Did INP replace FID? What changed?
Yes. INP replaced First Input Delay as a Core Web Vital in March 2024. FID only measured the delay before the browser began processing the very first interaction. INP measures the complete latency — from input to the next painted frame — across all interactions on the page, then reports the worst one. It is a much more accurate picture of responsiveness, and it is also harder to pass, which is why so many sites focus on it now.
Can I measure INP in a lab tool like Lighthouse?
No. INP requires real users actually interacting with the page, so it can only be measured in the field (via CrUX or your own real user monitoring). In the lab, use Total Blocking Time (TBT) as a proxy — a high TBT in Lighthouse strongly predicts a poor real-world INP, and the same JavaScript fixes improve both.
How much do Core Web Vitals affect rankings?

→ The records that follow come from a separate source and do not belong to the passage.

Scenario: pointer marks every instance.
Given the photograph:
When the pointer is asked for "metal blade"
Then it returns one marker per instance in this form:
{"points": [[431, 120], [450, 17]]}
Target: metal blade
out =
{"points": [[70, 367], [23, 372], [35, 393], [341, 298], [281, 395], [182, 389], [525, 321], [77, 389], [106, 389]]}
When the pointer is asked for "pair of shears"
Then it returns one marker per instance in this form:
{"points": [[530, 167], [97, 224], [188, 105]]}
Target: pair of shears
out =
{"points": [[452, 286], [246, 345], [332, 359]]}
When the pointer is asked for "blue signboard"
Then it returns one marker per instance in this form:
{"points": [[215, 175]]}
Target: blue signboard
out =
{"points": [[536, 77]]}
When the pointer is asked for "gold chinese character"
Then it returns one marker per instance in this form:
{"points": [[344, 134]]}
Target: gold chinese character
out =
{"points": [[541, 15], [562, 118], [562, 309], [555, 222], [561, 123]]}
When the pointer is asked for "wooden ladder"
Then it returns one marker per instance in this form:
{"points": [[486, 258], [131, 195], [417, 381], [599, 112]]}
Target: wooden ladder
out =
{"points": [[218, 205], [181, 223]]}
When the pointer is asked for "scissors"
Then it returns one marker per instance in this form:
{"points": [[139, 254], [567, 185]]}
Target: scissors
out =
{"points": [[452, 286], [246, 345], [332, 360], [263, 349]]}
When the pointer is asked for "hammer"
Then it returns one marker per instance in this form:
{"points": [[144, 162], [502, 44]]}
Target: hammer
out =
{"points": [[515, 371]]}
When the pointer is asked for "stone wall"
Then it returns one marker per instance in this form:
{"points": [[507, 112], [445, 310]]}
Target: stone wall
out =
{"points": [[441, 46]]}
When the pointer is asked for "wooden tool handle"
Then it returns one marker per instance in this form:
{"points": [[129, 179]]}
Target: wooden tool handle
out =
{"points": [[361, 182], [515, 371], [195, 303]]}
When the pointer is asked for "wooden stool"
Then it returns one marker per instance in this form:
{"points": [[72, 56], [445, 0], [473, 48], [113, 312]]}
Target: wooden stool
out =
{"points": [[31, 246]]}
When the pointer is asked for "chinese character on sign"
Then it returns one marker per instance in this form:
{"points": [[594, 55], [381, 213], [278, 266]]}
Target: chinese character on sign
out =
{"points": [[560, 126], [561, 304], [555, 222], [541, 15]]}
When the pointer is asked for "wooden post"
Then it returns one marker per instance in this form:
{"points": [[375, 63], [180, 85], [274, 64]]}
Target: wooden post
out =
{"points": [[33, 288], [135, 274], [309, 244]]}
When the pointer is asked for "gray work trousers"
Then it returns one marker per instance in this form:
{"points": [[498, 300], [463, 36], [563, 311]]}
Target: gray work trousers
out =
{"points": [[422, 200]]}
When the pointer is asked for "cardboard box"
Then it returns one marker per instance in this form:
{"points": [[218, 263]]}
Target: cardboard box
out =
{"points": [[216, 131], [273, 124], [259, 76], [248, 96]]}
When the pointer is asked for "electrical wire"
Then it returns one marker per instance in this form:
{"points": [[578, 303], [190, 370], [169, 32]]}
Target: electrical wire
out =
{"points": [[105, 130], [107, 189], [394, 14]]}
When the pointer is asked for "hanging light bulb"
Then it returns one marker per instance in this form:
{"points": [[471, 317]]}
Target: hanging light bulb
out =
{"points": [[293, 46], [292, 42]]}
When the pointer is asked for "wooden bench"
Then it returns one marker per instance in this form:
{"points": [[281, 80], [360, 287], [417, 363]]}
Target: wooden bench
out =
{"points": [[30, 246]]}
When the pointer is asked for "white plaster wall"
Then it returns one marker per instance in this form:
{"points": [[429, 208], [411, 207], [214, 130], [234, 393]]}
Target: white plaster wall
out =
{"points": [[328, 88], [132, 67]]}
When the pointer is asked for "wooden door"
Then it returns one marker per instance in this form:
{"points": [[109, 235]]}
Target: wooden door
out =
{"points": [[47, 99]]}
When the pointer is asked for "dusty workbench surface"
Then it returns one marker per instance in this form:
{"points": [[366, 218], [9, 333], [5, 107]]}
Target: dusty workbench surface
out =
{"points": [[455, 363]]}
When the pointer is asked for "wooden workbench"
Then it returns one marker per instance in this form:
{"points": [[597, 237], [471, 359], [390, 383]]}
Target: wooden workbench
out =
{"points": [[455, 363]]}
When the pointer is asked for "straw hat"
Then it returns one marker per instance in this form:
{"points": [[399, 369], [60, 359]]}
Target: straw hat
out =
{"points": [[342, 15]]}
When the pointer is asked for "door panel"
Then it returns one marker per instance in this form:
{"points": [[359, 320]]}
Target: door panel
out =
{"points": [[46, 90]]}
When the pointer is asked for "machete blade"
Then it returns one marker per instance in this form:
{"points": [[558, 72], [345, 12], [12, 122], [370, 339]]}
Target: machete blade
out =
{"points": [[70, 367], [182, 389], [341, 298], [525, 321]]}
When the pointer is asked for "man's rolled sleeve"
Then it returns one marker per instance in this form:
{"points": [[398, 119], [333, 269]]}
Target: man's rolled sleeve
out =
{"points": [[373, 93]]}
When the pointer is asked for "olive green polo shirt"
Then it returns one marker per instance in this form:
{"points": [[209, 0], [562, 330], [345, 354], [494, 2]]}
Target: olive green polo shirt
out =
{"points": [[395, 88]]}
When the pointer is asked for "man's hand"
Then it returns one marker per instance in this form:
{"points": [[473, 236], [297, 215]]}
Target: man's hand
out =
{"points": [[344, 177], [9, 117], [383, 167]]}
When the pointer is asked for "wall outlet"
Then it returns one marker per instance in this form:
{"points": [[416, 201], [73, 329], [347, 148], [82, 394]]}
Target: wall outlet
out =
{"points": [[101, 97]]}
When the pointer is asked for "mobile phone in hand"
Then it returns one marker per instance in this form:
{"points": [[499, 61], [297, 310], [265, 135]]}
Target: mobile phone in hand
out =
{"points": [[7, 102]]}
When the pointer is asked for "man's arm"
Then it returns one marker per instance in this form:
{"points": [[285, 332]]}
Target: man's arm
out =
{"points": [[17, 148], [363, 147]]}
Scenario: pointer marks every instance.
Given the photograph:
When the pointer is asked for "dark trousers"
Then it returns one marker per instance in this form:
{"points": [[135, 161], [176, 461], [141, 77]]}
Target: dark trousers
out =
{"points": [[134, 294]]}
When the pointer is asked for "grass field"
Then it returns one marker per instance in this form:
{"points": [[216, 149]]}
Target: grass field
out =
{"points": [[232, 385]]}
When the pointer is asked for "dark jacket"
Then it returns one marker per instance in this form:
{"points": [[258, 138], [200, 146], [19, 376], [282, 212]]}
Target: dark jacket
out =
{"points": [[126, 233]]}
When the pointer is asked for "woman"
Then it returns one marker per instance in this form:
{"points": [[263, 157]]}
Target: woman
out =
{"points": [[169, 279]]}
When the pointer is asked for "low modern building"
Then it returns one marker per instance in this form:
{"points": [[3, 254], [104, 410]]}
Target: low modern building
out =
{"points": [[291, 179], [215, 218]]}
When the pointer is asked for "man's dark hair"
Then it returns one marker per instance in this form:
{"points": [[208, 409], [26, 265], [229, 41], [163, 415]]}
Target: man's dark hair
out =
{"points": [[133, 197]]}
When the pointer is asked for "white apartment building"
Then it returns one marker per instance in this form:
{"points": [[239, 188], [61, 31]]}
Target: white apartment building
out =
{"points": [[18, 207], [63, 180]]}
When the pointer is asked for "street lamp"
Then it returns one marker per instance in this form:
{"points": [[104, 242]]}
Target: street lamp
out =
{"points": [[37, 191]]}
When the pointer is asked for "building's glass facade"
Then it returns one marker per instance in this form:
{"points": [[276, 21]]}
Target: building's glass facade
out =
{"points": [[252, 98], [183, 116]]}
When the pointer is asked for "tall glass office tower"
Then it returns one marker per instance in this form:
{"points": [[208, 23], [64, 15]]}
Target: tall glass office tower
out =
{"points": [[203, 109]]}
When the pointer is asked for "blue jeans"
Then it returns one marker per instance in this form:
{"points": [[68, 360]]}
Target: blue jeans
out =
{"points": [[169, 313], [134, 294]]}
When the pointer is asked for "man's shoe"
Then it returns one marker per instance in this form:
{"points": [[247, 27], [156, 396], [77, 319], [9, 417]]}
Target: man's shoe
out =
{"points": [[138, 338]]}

They are a real but relatively lightweight signal, best thought of as a tiebreaker. Content relevance and quality matter far more, so a faster page will not outrank genuinely better content. But among pages of similar quality, Core Web Vitals can decide who ranks higher — and they affect conversions and bounce rate regardless of rankings, so the work pays off either way.
Which Core Web Vital is usually the hardest to fix?
INP, by a wide margin in 2026. CLS is usually a quick fix (reserve space for media and dynamic content), and LCP responds to image and server optimization. INP is a deeper problem because it stems from how much JavaScript your site runs and how it is structured. Fixing it often means reducing bundle size, breaking up long tasks, and reining in third-party scripts — work that touches the core of how the site is built.
How often is field data updated?
CrUX field data is a rolling 28-day average, updated daily, with a monthly dataset also published. This means improvements you ship today will take roughly four weeks to fully reflect in your field scores, because the window still includes data from before your fix. Be patient after deploying a change — use lab tools to confirm the fix works immediately, then watch the field data catch up over the following month.